L’émergence de quelqu’un comme Éric Zemmour et l’écho qu’il reçoit, est-ce un autre symptôme ?

On voit bien qu’on est aujourd’hui dans un système politique et médiatique qui donne une prime à la radicalité, et Éric Zemmour se situe bien là-dedans. Il y a aussi une culture de la transgression chez lui qui s’inscrit à la fois dans l’époque et dans ce que recherche le système médiatique. Cette transgression a pu être incarnée à d’autres moments par d’autres politiques, comme Emmanuel Macron en 2017. Aujourd’hui, Éric Zemmour incarne la polarisation de la société en tenant des propos très binaires. De plus, en faisant des références littéraires, philosophiques ou historiques, en créant une mise en récit de son propos, il valorise le téléspectateur ou l’auditeur. Il faudrait que les autres candidats viennent débattre avec lui sur le terrain des idées et de l’idéologie pour ne pas le laisser seul sur cet aspect valorisant pour les gens qui l’écoutent.

Cette hystérisation concerne-t-elle tout le monde ?

Non. Beaucoup de gens sont fatigués de la polémique, du clash permanent, que ce soit à la télévision ou sur les réseaux sociaux. Le grand danger, c’est que ces personnes se désengagent de la vie publique, politique et démocratique. On le voit dans ceux qui quittent les villes pour aller à la campagne. On peut analyser ça comme un besoin de calme, de mise en retrait par rapport à cette vie en ville bruyante et hystérisée.

Comment sortir de tout ça ?

Les gens ont envie qu’on leur parle de programmes, de propositions, ils ont envie d’échanger sur de la politique concrète, de débattre. On voit que les politiques tournent autour de cette notion de débat, avec le grand débat organisé par Emmanuel Macron, les conventions citoyennes sur le climat, sur le vaccin… Mais aujourd’hui, les gens ne se parlent pas vraiment, on se bouscule plus qu’on discute.

À l’université de Stanford, une expérience intéressante, America in one room, a été menée par deux professeurs de sociologie, Larry Diamond et James Fishkin.
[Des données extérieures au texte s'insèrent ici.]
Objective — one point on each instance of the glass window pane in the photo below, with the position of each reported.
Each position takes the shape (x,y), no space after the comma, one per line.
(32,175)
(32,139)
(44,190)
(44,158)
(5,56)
En 2019, ils ont rassemblé 500 personnes autour de 26 propositions caractéristiques de la campagne présidentielle américaine. Ces gens étaient extrêmement polarisés au départ, ils ne se parlaient pas, avaient des positions très différentes sur tous ces sujets. Mais après quatre ou cinq jours à se parler et à échanger avec des experts, ils se sont retrouvés sur 22 propositions sur 26. Sur un terrain plus politique, il faut aussi qu’on sorte de cette logique d’indignation et qu’on arrive à baisser la température. On aurait besoin de plus de nuance.